The Standard & Poor’s 500 fell 2.22 points to 1,352.46, and the Nasdaq composite fell 5.56 points to 2,931.77. Health-care stocks rose the most, while stocks of materials companies fell the most.
Alcoa, one of the 30 stocks in the Dow, became the first major U.S. company to report second-quarter results after the market closed Monday.
The aluminum manufacturer beat the earnings-per-share estimates of Wall Street analysts by a penny, although revenue dropped because of weaker prices and pockets of declining demand in the slowing global economy.
Alcoa’s results are often seen as a harbinger for other major companies. So far, investor expectations are low.
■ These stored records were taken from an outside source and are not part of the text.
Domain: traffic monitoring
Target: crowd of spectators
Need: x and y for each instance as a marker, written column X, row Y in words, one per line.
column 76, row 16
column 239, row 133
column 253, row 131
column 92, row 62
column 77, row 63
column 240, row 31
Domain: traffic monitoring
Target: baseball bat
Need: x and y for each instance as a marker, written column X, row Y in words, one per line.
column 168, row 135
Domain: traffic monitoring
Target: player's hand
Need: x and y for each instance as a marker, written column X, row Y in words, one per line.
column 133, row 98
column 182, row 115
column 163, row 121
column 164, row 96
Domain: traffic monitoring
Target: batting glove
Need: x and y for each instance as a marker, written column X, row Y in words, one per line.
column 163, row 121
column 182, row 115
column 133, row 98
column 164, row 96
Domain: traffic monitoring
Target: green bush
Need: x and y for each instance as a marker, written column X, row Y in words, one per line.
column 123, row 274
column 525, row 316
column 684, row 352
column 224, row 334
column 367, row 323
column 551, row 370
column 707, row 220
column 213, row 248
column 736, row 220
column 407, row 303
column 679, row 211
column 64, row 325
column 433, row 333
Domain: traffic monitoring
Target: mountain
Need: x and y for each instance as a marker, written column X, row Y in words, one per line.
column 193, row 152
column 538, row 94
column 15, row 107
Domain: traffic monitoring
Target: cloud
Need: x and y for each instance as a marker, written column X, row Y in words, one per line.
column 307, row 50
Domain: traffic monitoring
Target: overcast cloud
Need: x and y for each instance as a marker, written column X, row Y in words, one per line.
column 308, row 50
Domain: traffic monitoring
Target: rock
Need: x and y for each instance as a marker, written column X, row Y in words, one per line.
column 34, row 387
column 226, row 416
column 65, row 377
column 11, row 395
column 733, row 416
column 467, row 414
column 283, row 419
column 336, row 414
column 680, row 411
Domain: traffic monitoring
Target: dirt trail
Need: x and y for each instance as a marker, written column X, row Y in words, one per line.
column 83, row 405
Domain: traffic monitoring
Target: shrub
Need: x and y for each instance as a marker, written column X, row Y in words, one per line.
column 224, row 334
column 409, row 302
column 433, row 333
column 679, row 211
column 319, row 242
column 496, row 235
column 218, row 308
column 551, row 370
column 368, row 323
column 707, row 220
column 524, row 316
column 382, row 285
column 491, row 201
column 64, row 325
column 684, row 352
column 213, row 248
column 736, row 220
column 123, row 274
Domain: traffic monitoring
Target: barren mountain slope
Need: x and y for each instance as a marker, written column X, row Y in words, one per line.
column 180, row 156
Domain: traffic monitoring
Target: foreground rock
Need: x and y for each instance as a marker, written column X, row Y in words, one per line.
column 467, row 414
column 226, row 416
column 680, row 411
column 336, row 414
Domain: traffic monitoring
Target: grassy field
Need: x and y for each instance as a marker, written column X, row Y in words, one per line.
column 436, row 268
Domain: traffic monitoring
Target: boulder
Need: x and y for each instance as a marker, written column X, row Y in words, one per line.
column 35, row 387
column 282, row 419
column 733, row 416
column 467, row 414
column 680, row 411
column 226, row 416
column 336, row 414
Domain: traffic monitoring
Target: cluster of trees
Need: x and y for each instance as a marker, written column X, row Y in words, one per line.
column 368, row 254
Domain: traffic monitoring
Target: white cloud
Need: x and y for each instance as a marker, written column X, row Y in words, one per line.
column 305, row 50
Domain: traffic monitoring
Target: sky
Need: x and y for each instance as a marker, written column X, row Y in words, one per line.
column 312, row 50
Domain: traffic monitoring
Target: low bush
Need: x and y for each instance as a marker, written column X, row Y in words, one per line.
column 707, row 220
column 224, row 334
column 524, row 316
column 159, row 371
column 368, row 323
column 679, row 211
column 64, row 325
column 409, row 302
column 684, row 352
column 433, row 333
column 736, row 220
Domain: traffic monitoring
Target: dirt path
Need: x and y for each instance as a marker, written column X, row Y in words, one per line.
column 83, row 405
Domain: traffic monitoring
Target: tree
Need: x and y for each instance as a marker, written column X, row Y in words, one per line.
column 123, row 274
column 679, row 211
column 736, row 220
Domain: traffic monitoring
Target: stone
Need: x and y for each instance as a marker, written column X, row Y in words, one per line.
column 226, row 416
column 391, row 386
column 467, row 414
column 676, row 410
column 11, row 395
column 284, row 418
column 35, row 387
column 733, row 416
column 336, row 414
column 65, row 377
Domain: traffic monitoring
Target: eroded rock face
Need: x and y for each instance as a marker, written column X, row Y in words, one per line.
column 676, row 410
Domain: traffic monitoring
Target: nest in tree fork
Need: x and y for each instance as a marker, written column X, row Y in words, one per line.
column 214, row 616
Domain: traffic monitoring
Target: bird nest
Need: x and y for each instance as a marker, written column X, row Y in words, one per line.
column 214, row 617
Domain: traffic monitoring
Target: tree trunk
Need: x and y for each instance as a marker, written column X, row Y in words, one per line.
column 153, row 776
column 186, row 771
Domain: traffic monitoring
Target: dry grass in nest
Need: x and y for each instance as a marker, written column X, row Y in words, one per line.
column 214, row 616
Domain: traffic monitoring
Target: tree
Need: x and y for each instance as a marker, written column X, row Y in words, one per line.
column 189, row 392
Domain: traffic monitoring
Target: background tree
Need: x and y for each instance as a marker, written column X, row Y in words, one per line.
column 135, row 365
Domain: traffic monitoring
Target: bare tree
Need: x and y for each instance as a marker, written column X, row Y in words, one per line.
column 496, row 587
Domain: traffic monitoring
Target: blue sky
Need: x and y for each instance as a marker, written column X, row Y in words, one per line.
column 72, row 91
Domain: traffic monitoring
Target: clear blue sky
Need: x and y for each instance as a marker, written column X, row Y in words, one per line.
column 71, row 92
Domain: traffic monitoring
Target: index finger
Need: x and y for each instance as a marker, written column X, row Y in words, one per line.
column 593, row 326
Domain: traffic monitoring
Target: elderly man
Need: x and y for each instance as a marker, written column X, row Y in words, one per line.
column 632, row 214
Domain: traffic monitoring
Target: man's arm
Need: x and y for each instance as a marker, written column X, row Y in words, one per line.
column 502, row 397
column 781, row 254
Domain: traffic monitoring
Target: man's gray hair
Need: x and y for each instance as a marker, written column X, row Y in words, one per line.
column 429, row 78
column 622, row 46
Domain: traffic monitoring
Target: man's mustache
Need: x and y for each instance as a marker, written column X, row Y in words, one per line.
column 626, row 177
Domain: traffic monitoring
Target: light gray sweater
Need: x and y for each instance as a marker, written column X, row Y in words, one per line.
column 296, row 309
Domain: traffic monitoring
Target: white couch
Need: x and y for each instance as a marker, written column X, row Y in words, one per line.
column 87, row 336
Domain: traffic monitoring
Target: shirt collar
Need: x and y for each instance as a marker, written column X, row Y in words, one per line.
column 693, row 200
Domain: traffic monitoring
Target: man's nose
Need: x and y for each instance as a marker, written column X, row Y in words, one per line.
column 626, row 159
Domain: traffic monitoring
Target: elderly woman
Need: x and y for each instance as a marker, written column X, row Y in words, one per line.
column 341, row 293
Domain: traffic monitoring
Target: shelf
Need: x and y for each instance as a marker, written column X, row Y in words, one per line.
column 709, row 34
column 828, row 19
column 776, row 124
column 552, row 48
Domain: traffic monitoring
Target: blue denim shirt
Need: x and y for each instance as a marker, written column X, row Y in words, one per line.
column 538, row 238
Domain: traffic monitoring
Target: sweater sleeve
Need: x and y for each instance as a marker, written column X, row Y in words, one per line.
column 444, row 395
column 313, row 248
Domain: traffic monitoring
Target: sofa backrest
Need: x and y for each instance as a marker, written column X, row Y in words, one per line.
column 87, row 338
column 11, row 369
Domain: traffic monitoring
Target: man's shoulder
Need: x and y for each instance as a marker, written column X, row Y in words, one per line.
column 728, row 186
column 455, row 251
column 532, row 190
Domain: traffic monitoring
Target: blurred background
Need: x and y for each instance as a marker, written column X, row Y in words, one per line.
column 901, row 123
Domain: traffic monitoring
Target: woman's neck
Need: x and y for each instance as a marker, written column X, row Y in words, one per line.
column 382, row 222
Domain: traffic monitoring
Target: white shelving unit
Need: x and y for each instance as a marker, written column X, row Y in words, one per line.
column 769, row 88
Wall Street forecasts a 1 percent decline in second-quarter earnings of S&P 500 companies compared with last year, according to Standard & Poor’s Capital IQ. That would be the first decline since the third quarter of 2009.
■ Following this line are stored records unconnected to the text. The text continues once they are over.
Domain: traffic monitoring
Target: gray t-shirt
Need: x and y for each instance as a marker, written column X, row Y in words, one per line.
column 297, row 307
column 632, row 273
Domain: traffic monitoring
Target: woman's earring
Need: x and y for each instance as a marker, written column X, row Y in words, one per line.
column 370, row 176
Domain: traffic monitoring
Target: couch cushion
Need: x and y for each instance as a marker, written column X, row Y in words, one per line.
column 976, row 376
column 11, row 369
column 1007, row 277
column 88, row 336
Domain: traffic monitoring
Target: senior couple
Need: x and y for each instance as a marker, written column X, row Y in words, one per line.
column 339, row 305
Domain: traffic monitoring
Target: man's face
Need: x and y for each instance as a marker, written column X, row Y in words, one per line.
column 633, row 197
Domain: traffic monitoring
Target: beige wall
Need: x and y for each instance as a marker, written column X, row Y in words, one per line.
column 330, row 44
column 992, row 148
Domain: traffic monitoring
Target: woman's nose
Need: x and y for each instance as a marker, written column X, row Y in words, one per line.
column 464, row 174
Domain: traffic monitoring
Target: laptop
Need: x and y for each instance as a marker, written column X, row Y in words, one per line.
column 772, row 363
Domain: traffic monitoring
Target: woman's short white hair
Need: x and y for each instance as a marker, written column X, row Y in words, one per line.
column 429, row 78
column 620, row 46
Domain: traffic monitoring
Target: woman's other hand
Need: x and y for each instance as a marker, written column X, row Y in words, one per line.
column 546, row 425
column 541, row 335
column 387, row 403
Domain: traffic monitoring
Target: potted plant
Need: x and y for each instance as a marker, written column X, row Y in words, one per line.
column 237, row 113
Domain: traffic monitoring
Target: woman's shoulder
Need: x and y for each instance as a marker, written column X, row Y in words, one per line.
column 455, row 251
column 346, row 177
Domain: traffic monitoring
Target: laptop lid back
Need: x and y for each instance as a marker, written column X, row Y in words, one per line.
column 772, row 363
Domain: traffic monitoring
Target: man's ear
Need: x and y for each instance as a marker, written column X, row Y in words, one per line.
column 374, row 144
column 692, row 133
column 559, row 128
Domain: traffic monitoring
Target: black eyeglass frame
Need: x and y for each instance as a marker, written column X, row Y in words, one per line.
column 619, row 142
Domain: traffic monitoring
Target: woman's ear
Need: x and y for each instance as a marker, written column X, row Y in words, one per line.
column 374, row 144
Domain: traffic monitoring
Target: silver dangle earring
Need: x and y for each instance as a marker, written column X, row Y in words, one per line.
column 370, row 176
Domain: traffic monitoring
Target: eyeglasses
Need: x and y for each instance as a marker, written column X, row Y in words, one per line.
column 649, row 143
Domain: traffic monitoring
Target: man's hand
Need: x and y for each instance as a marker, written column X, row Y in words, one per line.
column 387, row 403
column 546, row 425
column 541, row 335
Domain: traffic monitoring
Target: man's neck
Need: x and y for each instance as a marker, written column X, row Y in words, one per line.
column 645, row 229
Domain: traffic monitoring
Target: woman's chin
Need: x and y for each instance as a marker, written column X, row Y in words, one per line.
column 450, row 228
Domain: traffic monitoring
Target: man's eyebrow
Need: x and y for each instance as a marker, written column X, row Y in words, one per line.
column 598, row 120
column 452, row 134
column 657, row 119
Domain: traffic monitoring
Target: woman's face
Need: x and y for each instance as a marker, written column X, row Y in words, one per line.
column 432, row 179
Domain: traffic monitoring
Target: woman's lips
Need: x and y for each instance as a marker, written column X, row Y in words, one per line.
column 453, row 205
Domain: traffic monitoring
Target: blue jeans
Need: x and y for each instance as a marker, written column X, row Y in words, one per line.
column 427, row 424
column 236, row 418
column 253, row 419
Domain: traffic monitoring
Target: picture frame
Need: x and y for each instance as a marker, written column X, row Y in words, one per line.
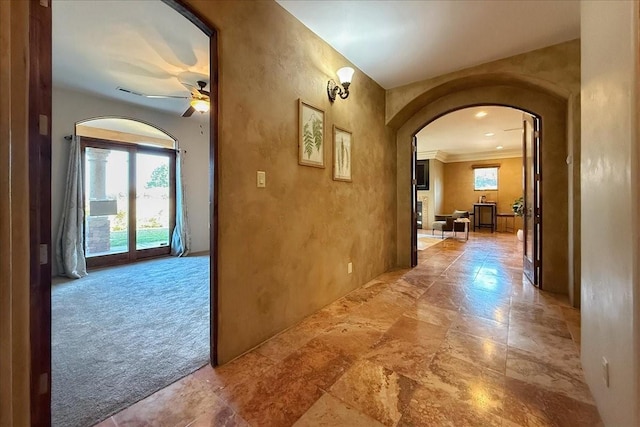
column 342, row 150
column 311, row 138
Kim Caughey-Forrest, senior equity analyst at Fort Pitt Capital Group, said many portfolio managers are afraid that this earnings season could bring bad surprises about stocks they’ve picked up earlier this year.
“It’s report-card time,” Caughey-Forrest said.
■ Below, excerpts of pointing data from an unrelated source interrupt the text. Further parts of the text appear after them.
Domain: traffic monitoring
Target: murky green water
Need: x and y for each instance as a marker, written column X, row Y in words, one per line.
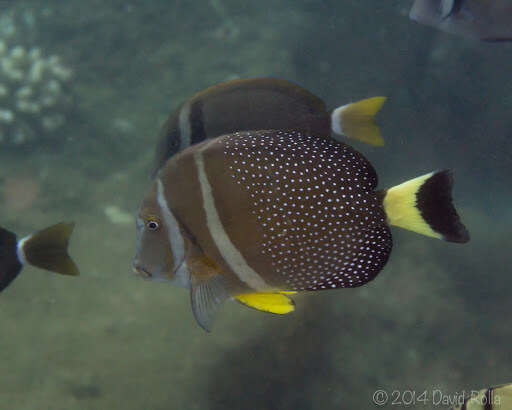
column 435, row 319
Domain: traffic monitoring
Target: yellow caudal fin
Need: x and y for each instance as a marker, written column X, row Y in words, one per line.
column 424, row 205
column 277, row 303
column 48, row 249
column 356, row 121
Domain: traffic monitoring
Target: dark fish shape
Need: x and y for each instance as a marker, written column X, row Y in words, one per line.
column 493, row 398
column 256, row 215
column 46, row 249
column 487, row 20
column 263, row 103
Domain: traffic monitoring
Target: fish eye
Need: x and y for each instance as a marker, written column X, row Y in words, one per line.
column 152, row 224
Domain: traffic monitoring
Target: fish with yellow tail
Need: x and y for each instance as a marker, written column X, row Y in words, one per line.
column 486, row 20
column 263, row 103
column 257, row 215
column 493, row 398
column 46, row 249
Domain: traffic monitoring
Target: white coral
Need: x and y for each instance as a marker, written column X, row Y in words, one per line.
column 33, row 97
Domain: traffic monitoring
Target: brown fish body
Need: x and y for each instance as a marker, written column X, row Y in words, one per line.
column 250, row 215
column 257, row 104
column 301, row 223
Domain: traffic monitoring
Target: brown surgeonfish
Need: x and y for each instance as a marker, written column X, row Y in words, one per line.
column 257, row 215
column 46, row 249
column 487, row 20
column 263, row 103
column 493, row 398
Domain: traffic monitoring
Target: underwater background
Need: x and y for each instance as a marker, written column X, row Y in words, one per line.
column 436, row 318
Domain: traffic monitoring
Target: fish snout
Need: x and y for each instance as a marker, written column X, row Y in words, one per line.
column 140, row 270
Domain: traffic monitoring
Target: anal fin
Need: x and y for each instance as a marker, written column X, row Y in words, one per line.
column 206, row 297
column 277, row 303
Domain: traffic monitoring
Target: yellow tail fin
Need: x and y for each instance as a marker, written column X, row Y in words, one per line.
column 48, row 249
column 424, row 205
column 277, row 303
column 356, row 120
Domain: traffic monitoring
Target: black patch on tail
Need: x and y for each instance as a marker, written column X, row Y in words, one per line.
column 10, row 266
column 434, row 201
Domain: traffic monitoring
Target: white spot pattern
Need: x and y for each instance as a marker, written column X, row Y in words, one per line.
column 323, row 225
Investors were also spooked Monday by news from Europe, where Spain’s borrowing costs rose as finance ministers from the euro countries gathered in Brussels to finalize a rescue package for Spain’s banks.
The interest rate on Spain’s 10-year government bond rose to 7 percent. Greece, Ireland and Portugal all asked for help from their international lenders when their borrowing costs rose that high.
In Greece, a new three-party coalition government won a vote of confidence in parliament early Monday, ending a period of uncertainty that led to two elections in less than two months. Greece is in its fifth year of recession and has survived for two years on international rescue loans.
Spain is in better shape financially and can afford the high rates for a few weeks, at least. However, a long-term solution is badly needed to prevent the nation, which has an unemployment rate near 25 percent, from defaulting.